Но не выбежала навстречу Клава. Посередине нетопленной избы на груде сидела старуха с крупными чертами лица, полинявшими, когда-то синими глазами. Но в них, как под неостывшей золой, поблескивал огонек. Большой горбатый нос, заостренный подбородок делали ее похожей на хищную птицу. Она недоброжелательно взглянула на неожиданного гостями проскрипела, как ржавая петля:
— Ты чего, казак, ломишься в чужой курень?
— Мне бы Иванку повидать. Аль не признала, бабка, — смутился Ермак.
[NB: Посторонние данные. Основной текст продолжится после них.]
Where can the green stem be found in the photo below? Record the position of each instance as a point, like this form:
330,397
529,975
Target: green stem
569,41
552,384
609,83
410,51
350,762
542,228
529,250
— Вспомнил когда! — ехидно улыбнулась она. — Иванко мой на Волгу гулять побежал, а с ним и Клавка увязалась.
— А девке что там делать? — нахмурился атаман.
— Так разве она девка? Это бес! — старуха почмокала сухими ввалившимися губами. — И куда мне теперь, седой податься, — не придумаю… Возьми меня, казак, в женки! — вдруг предложила она.
— Да ты, старая карга, сдурела! — побагровев от возмущения, выкрикнул Ермак.
— Карга, да крепкая! — огрызнулась старуха и засмеялась.